Facilitator Spotlight, Aimee Reed
How did you first discover the Joe Niekro Foundation?
After being diagnosed with an AVM, I began to do research everywhere I could. In online forums, books, blogs, major medical center websites, and I found that many of the personal stories really resonated with me. JNF had the most active group, and the most supportive members. It quickly rose to the top of my list for questions and research. I found the JNF website informative, and was touched by Natalie’s story and passion to spread understanding, awareness, and push for more research into aneurysms, AVMs, and hemorrhagic strokes.
What do you do as a volunteer for the foundation?
I have been a facilitator in the online support group for a little over a year. I also co-manage the San Diego support group.
What do you enjoy most about volunteering for JNF?
I enjoy helping those who are where I once was. Those who are scared and confused because they are finding out about a devastating condition that has changed, or has the potential to significantly change everything about their life or the life of someone they love. Being able to give advice, provide calming words, and suggestions for next steps. I hope that my words and presence gives the hope, guidance, and reassurance that someone might need to get through a tough moment, or a rough day. I also like to be involved with the fun activities in the online group and live support group. Celebrating milestones, sharing funny stories, and contests to keep people involved and engaged.
How has the Joe Niekro Foundation aided you in your journey?
I was encouraged to continue to pursue my ongoing quest for information and knowledge by a fellow online group member. When I finally got the chance to meet her in person, she shared her story of her own perseverance, and gave me an incredible example to try and emulate.
What do you enjoy doing in your free time outside of volunteering?
I work full-time as a Director of Digital Marketing and External Affairs for a non-profit organization that provides technology solutions to small cultural non-profits. I have a fantastic little pup that makes me laugh everyday, and I love taking photos, cooking, baking, travel, and going on fun adventures in new places with my boyfriend.
Can you please share with us your story?
In September of 2012, I was diagnosed with an unruptured, Grade 4, left, frontal/temporal/parietal Arteriovenous Malformation (AVM), with 7 aneurysms caused by the increased pressure of the blood running through the AVM. After suffering from simple/partial seizures, (which presented as facial muscle spasms and numbness), I would be unable to form words for about 30 seconds. I went to the ER to find out the cause. This is when I was told that I had an AVM. When I started asking questions of the doctors in the hospital, and based on the responses I received, it quickly became clear to me that what I had, was something quite rare.
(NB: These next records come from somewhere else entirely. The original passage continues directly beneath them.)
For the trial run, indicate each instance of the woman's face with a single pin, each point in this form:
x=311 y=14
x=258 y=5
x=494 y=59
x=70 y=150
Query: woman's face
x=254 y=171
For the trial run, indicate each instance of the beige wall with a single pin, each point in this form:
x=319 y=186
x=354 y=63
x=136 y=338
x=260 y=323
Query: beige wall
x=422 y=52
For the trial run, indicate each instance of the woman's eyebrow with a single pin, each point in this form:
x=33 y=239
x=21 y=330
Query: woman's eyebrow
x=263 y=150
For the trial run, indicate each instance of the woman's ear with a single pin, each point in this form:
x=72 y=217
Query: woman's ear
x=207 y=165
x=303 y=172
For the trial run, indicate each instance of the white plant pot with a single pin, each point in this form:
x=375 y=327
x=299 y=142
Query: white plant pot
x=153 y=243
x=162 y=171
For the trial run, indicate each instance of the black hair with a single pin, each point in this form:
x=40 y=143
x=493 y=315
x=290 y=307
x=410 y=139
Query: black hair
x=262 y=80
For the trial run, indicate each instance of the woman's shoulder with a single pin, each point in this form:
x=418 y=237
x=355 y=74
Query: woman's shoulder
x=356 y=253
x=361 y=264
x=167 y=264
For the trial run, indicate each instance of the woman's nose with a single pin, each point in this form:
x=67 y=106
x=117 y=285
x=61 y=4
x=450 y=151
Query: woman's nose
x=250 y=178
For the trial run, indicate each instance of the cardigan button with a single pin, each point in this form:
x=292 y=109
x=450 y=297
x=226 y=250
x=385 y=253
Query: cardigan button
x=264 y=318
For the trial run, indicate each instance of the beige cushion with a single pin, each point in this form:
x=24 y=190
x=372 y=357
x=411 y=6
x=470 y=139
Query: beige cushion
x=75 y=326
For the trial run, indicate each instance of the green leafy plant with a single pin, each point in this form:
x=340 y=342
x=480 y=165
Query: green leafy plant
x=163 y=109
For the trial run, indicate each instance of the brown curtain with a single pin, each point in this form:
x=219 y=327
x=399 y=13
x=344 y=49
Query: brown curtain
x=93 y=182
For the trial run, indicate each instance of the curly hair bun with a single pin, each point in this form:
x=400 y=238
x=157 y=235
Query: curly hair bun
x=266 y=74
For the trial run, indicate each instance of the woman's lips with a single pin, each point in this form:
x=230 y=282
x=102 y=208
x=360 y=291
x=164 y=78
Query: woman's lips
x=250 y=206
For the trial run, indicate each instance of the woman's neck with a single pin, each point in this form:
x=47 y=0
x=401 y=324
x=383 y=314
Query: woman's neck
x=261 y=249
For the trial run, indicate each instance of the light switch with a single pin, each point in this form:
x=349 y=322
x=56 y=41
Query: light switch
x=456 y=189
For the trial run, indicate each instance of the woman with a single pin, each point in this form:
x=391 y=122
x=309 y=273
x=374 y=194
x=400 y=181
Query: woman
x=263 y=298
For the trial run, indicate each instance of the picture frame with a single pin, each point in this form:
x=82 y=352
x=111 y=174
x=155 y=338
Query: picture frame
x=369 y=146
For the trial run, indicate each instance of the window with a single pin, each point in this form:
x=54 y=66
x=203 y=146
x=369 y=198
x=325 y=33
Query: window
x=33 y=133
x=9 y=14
I now consider myself a survivor. After being told by 6 different doctors over the course of almost 4 years that my AVM was inoperable and not likely to respond well to GammaKnife treatments due to the size and location, I had settled into a “watch and wait” pattern. Getting annual scans to look for any changes and following the latest studies and trials, looking for new treatments and technology that might make it possible to treat my AVM.
I was encouraged by someone I met through JNF to look into Barrow Neurological Institute, and their Second Opinion Program. After receiving my results a few weeks later, I was told by one of the most renown AVM and aneurysm surgeons in the world, that there was hope for treatment.
I drove 6 hours for a consultation, and in that meeting, I found out that seeking out the specialist with the right kind of experience made all the difference. Within 4 months, I was back at Barrow, having an embolization and craniotomy to successfully remove my AVM. It has been about 18 months since my surgery, and I still have a few deficits that I work to improve, but just knowing I was lucky enough to find the right doctor, as the right time, and that I am now AVM free, it was all worth the risk.